The brilliant antidote to such inflated pricing remains the London fringe; and it’s still a source of inspiration that one night we can be summonsed to the Royal Albert Hall, yet the previous find ourselves at the tiny Theatre 503 to see the world premiere of a play, The Mountaintop, starring David Harewood as Martin Luther King. But the really interesting credit on this production has to be its young director James Dacre.
It turns out he is the son of former Daily Mail editor (and now editor-in-chief) Paul Dacre. Five years ago, James - then a Cambridge undergrad - directed a play by Torben Betts at the Edinburgh Fringe, and as Michael Coveney reported in The Observer at the time, “If someone at the Edinburgh Festival fringe presented a revival of Noddy in Toyland it would turn out to be a catalogue of sexual perversity and police brutality. So a contemporary drama presented by Cambridge University students which features ‘unsparing visions of everyday hell using characters from heaven’ in a regular litany of masturbation, swearing, blasphemy and authoritarian violence really is nothing special at all. Except that, in this case, it is. For the director of Torben Betts’s Five Visions of the Faithful at the C Venue (that might as well be the C-word Venue) is the talented young son of Paul Dacre, editor of the Daily Mail, unequivocal spokesman of the moral majority and scourge of the trendy, the debauched and all artistic self-indulgence.”
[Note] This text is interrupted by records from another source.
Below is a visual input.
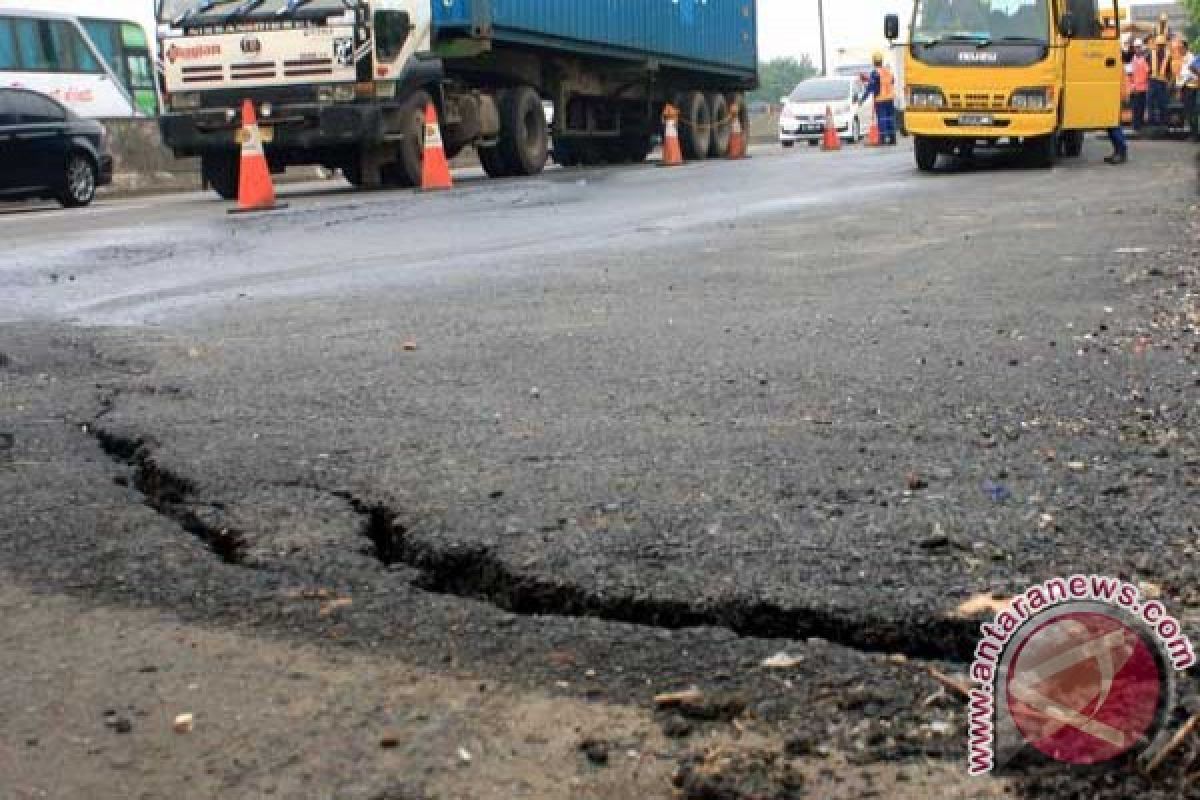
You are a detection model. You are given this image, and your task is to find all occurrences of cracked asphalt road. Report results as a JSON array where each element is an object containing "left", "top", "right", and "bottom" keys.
[{"left": 0, "top": 144, "right": 1200, "bottom": 799}]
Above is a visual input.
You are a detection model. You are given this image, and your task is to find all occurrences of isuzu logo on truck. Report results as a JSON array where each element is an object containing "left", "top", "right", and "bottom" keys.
[{"left": 167, "top": 44, "right": 221, "bottom": 64}]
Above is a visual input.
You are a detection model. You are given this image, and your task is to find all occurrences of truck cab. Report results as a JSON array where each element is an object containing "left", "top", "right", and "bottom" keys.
[
  {"left": 160, "top": 0, "right": 442, "bottom": 197},
  {"left": 884, "top": 0, "right": 1123, "bottom": 170}
]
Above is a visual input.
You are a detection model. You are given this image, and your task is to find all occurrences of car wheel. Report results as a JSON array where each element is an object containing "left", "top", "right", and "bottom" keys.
[{"left": 59, "top": 152, "right": 96, "bottom": 209}]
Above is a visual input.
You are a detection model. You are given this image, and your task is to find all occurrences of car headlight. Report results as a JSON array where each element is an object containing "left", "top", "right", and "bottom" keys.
[
  {"left": 908, "top": 86, "right": 946, "bottom": 108},
  {"left": 170, "top": 91, "right": 200, "bottom": 112},
  {"left": 1009, "top": 86, "right": 1054, "bottom": 112}
]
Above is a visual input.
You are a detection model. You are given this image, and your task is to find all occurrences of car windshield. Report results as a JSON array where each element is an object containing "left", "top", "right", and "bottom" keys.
[
  {"left": 788, "top": 80, "right": 852, "bottom": 103},
  {"left": 912, "top": 0, "right": 1050, "bottom": 44},
  {"left": 158, "top": 0, "right": 346, "bottom": 22}
]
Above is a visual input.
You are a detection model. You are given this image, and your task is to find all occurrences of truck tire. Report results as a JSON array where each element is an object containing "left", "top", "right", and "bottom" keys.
[
  {"left": 708, "top": 95, "right": 733, "bottom": 158},
  {"left": 1058, "top": 131, "right": 1084, "bottom": 158},
  {"left": 475, "top": 144, "right": 514, "bottom": 178},
  {"left": 912, "top": 136, "right": 940, "bottom": 173},
  {"left": 200, "top": 152, "right": 240, "bottom": 200},
  {"left": 384, "top": 91, "right": 432, "bottom": 187},
  {"left": 679, "top": 91, "right": 713, "bottom": 161},
  {"left": 1021, "top": 133, "right": 1058, "bottom": 169},
  {"left": 488, "top": 86, "right": 550, "bottom": 175}
]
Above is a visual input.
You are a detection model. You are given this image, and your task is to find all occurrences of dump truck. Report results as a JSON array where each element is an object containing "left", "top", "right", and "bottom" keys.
[
  {"left": 158, "top": 0, "right": 758, "bottom": 198},
  {"left": 884, "top": 0, "right": 1123, "bottom": 170}
]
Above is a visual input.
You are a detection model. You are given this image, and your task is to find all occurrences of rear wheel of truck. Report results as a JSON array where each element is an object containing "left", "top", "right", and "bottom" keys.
[
  {"left": 496, "top": 86, "right": 550, "bottom": 175},
  {"left": 1058, "top": 131, "right": 1084, "bottom": 158},
  {"left": 679, "top": 91, "right": 713, "bottom": 161},
  {"left": 1021, "top": 133, "right": 1058, "bottom": 169},
  {"left": 200, "top": 152, "right": 239, "bottom": 200},
  {"left": 708, "top": 95, "right": 733, "bottom": 158},
  {"left": 383, "top": 91, "right": 429, "bottom": 187},
  {"left": 912, "top": 136, "right": 940, "bottom": 173}
]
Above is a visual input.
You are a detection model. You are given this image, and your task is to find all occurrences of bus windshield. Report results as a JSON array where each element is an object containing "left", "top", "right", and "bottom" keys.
[{"left": 912, "top": 0, "right": 1050, "bottom": 44}]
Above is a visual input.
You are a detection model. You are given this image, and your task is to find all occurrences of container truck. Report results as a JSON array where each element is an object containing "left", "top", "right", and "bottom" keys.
[
  {"left": 158, "top": 0, "right": 757, "bottom": 197},
  {"left": 884, "top": 0, "right": 1122, "bottom": 170}
]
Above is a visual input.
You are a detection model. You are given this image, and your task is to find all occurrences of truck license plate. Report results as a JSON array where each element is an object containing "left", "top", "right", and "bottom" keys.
[
  {"left": 959, "top": 114, "right": 996, "bottom": 127},
  {"left": 234, "top": 125, "right": 275, "bottom": 144}
]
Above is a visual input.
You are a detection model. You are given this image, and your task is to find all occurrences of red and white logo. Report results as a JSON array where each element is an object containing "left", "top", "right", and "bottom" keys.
[
  {"left": 1006, "top": 610, "right": 1165, "bottom": 765},
  {"left": 167, "top": 43, "right": 221, "bottom": 64}
]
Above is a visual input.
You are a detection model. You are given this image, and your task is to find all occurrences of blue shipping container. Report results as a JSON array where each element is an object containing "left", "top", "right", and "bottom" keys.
[{"left": 430, "top": 0, "right": 758, "bottom": 77}]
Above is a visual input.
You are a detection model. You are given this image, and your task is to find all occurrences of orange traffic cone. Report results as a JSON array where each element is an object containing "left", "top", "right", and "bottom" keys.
[
  {"left": 730, "top": 103, "right": 746, "bottom": 160},
  {"left": 421, "top": 103, "right": 454, "bottom": 192},
  {"left": 821, "top": 106, "right": 841, "bottom": 150},
  {"left": 866, "top": 115, "right": 883, "bottom": 148},
  {"left": 660, "top": 103, "right": 683, "bottom": 167},
  {"left": 229, "top": 100, "right": 288, "bottom": 213}
]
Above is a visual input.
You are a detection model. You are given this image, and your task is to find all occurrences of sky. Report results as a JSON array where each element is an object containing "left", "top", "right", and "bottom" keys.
[{"left": 758, "top": 0, "right": 912, "bottom": 66}]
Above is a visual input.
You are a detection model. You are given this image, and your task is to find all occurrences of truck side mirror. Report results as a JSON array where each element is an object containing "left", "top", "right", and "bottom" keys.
[
  {"left": 1058, "top": 11, "right": 1075, "bottom": 38},
  {"left": 883, "top": 14, "right": 900, "bottom": 42}
]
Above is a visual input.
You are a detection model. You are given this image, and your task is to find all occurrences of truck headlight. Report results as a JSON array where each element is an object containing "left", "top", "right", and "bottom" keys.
[
  {"left": 908, "top": 86, "right": 946, "bottom": 108},
  {"left": 1009, "top": 86, "right": 1054, "bottom": 112},
  {"left": 170, "top": 91, "right": 200, "bottom": 112}
]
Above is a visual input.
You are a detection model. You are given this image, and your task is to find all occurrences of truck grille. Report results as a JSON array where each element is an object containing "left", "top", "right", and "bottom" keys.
[
  {"left": 947, "top": 92, "right": 1008, "bottom": 112},
  {"left": 229, "top": 61, "right": 276, "bottom": 80},
  {"left": 283, "top": 59, "right": 334, "bottom": 78},
  {"left": 182, "top": 64, "right": 224, "bottom": 83}
]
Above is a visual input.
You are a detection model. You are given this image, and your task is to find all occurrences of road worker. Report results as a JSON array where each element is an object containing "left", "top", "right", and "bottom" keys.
[
  {"left": 1150, "top": 35, "right": 1172, "bottom": 127},
  {"left": 1129, "top": 38, "right": 1150, "bottom": 131},
  {"left": 863, "top": 53, "right": 896, "bottom": 145}
]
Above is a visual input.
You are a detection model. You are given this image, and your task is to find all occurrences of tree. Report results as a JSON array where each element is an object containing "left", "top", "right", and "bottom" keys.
[
  {"left": 1183, "top": 0, "right": 1200, "bottom": 40},
  {"left": 750, "top": 55, "right": 817, "bottom": 103}
]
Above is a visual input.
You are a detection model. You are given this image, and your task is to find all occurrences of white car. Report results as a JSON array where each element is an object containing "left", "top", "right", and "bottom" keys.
[{"left": 779, "top": 76, "right": 875, "bottom": 148}]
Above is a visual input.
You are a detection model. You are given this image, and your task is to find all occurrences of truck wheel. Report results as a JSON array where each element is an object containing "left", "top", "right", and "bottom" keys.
[
  {"left": 200, "top": 152, "right": 239, "bottom": 200},
  {"left": 679, "top": 91, "right": 713, "bottom": 161},
  {"left": 1058, "top": 131, "right": 1084, "bottom": 158},
  {"left": 488, "top": 86, "right": 550, "bottom": 175},
  {"left": 1021, "top": 133, "right": 1058, "bottom": 169},
  {"left": 912, "top": 136, "right": 938, "bottom": 173},
  {"left": 384, "top": 91, "right": 432, "bottom": 187},
  {"left": 708, "top": 95, "right": 733, "bottom": 158}
]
Michael goes on to reveal, “James Dacre, 19 and tall and strongly built like his dad, welcomed me to the den of iniquity on Chambers Street as though I was a supportive junior fellow in his Cambridge college - Jesus, as it happens - where, wait for it, he is reading theology.”
Michael tells us, too, “His parents have not yet visited the show. While I cannot imagine that my former editor (I was Daily Mail theatre critic until being invited to leave last March) would get much out of the Five Visions, I am sure that his wife, Kathy, a drama teacher and staunch admirer of Harold Pinter, one of her husband’s bêtes noires, will find a great deal to enjoy.”
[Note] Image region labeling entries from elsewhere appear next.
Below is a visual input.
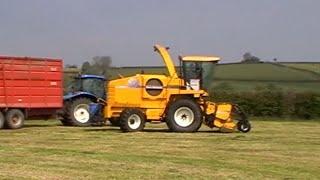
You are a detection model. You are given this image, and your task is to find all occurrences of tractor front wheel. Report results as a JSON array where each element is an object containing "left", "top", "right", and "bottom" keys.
[
  {"left": 166, "top": 99, "right": 202, "bottom": 132},
  {"left": 120, "top": 108, "right": 146, "bottom": 132},
  {"left": 66, "top": 98, "right": 92, "bottom": 126},
  {"left": 0, "top": 111, "right": 5, "bottom": 129}
]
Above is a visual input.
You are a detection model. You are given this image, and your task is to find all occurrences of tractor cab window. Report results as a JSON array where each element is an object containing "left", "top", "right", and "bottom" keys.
[
  {"left": 82, "top": 78, "right": 105, "bottom": 98},
  {"left": 67, "top": 78, "right": 105, "bottom": 98},
  {"left": 182, "top": 61, "right": 215, "bottom": 91}
]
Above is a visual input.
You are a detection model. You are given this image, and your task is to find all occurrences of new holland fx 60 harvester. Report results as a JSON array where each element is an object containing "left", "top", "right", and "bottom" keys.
[{"left": 103, "top": 45, "right": 251, "bottom": 132}]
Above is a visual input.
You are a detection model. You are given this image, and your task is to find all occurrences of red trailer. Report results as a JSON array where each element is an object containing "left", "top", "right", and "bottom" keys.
[{"left": 0, "top": 56, "right": 63, "bottom": 129}]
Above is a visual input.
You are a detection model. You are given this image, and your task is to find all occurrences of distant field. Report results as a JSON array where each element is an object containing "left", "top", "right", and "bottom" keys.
[
  {"left": 282, "top": 63, "right": 320, "bottom": 74},
  {"left": 215, "top": 63, "right": 320, "bottom": 81},
  {"left": 0, "top": 120, "right": 320, "bottom": 179},
  {"left": 212, "top": 80, "right": 320, "bottom": 93}
]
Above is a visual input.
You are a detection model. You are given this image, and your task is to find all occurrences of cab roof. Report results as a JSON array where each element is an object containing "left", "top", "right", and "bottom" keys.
[{"left": 179, "top": 56, "right": 220, "bottom": 62}]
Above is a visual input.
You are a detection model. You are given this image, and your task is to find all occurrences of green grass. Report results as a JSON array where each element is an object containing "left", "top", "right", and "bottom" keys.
[
  {"left": 0, "top": 120, "right": 320, "bottom": 179},
  {"left": 281, "top": 63, "right": 320, "bottom": 74}
]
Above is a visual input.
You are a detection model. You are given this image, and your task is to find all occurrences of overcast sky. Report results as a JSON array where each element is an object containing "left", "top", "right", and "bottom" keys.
[{"left": 0, "top": 0, "right": 320, "bottom": 66}]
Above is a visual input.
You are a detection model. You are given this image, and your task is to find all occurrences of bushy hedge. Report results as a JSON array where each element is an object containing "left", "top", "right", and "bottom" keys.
[{"left": 211, "top": 84, "right": 320, "bottom": 119}]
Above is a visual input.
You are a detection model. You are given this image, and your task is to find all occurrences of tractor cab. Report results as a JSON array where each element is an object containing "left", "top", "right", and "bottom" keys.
[
  {"left": 68, "top": 75, "right": 106, "bottom": 99},
  {"left": 179, "top": 56, "right": 220, "bottom": 91}
]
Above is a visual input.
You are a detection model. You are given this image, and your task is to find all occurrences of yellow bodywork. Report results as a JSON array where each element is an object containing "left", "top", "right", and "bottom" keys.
[{"left": 104, "top": 45, "right": 235, "bottom": 130}]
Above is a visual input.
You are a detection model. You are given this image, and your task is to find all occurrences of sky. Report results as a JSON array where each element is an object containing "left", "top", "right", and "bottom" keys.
[{"left": 0, "top": 0, "right": 320, "bottom": 66}]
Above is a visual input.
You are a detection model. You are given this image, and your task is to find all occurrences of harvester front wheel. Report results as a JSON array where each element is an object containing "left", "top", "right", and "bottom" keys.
[
  {"left": 166, "top": 99, "right": 202, "bottom": 132},
  {"left": 120, "top": 108, "right": 146, "bottom": 132},
  {"left": 0, "top": 111, "right": 5, "bottom": 129},
  {"left": 5, "top": 109, "right": 25, "bottom": 129}
]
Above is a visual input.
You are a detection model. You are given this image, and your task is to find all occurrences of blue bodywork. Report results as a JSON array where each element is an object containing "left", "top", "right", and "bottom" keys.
[{"left": 63, "top": 74, "right": 106, "bottom": 101}]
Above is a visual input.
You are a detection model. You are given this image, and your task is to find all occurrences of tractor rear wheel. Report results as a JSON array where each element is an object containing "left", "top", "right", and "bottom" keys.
[
  {"left": 166, "top": 99, "right": 202, "bottom": 132},
  {"left": 5, "top": 109, "right": 25, "bottom": 129},
  {"left": 0, "top": 111, "right": 5, "bottom": 129},
  {"left": 120, "top": 108, "right": 146, "bottom": 132},
  {"left": 68, "top": 98, "right": 92, "bottom": 126}
]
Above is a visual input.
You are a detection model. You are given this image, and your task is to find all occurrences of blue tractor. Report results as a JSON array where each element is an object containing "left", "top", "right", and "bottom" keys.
[{"left": 59, "top": 75, "right": 106, "bottom": 126}]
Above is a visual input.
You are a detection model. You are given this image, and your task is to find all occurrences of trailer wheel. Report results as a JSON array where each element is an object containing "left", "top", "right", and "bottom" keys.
[
  {"left": 5, "top": 109, "right": 25, "bottom": 129},
  {"left": 0, "top": 111, "right": 5, "bottom": 129},
  {"left": 120, "top": 108, "right": 146, "bottom": 132},
  {"left": 166, "top": 99, "right": 202, "bottom": 132},
  {"left": 68, "top": 98, "right": 92, "bottom": 126},
  {"left": 60, "top": 119, "right": 72, "bottom": 126}
]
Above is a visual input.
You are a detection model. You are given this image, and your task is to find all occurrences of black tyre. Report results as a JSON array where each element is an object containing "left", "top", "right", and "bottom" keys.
[
  {"left": 64, "top": 98, "right": 92, "bottom": 126},
  {"left": 5, "top": 109, "right": 25, "bottom": 129},
  {"left": 166, "top": 99, "right": 203, "bottom": 132},
  {"left": 237, "top": 121, "right": 251, "bottom": 133},
  {"left": 109, "top": 118, "right": 120, "bottom": 127},
  {"left": 0, "top": 111, "right": 5, "bottom": 129},
  {"left": 120, "top": 108, "right": 146, "bottom": 132},
  {"left": 60, "top": 119, "right": 72, "bottom": 126}
]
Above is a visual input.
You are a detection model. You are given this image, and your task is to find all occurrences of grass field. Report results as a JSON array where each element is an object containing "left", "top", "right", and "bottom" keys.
[{"left": 0, "top": 120, "right": 320, "bottom": 179}]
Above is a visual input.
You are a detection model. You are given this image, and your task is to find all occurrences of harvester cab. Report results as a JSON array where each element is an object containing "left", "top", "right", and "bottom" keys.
[
  {"left": 179, "top": 56, "right": 220, "bottom": 91},
  {"left": 104, "top": 45, "right": 251, "bottom": 132}
]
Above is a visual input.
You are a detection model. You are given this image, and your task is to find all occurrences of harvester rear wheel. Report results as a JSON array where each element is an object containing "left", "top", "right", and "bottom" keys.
[
  {"left": 231, "top": 105, "right": 251, "bottom": 133},
  {"left": 166, "top": 99, "right": 202, "bottom": 132},
  {"left": 109, "top": 118, "right": 120, "bottom": 127},
  {"left": 120, "top": 108, "right": 146, "bottom": 132},
  {"left": 5, "top": 109, "right": 25, "bottom": 129},
  {"left": 0, "top": 111, "right": 5, "bottom": 129}
]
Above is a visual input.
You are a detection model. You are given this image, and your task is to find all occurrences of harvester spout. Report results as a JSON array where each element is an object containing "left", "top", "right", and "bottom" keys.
[{"left": 154, "top": 45, "right": 178, "bottom": 78}]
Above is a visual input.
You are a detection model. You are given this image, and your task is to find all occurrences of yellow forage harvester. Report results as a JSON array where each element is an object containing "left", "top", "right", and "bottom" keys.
[{"left": 104, "top": 45, "right": 251, "bottom": 132}]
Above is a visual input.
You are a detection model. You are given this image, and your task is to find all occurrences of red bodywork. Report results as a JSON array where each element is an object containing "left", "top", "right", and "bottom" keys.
[{"left": 0, "top": 56, "right": 63, "bottom": 118}]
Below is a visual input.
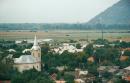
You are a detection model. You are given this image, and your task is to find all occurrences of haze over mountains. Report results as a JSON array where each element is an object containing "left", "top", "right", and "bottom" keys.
[
  {"left": 88, "top": 0, "right": 130, "bottom": 25},
  {"left": 0, "top": 0, "right": 130, "bottom": 30}
]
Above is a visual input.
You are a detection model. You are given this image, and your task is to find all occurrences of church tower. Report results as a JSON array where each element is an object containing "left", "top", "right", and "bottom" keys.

Dacre senior, of course, still part-presides over the Evening Standard - though the Russian oligarth Alexander Lebedev now has a controlling interest in the paper, the Daily Mail and General Trust still retain a 24.9% stake in it - so it is curious to see that it is the Standard who have been the first to review James’s production today. And last week, they also offered a profile of its star David Harewood. It’s good to see the paper getting behind a small fringe production; but it’s surprising to see it given this much prominence.
Harewood, whom the Standard profile refers to as “one of the foremost stage and screen actors of his generation”, is surprised to find himself in it, too: “”I was hoping that the phone call from my agent would be the next big Hollywood film or a nice chunk of telly work, and then someone says: ‘Do you want to do a show in a theatre above a pub in Battersea?’ You kind of go…”
But he went: as he says, “I was really moved by the power of the script — and it’s taking me right back to why I wanted to act in the first place.”
Mark,
Please remember that not all of the seats at The Royal Albert Hall are available to the promoter - a significant number are privately owned debenture seats which produce no revenue for promoters. A full house does not always represent a healthy return on investment.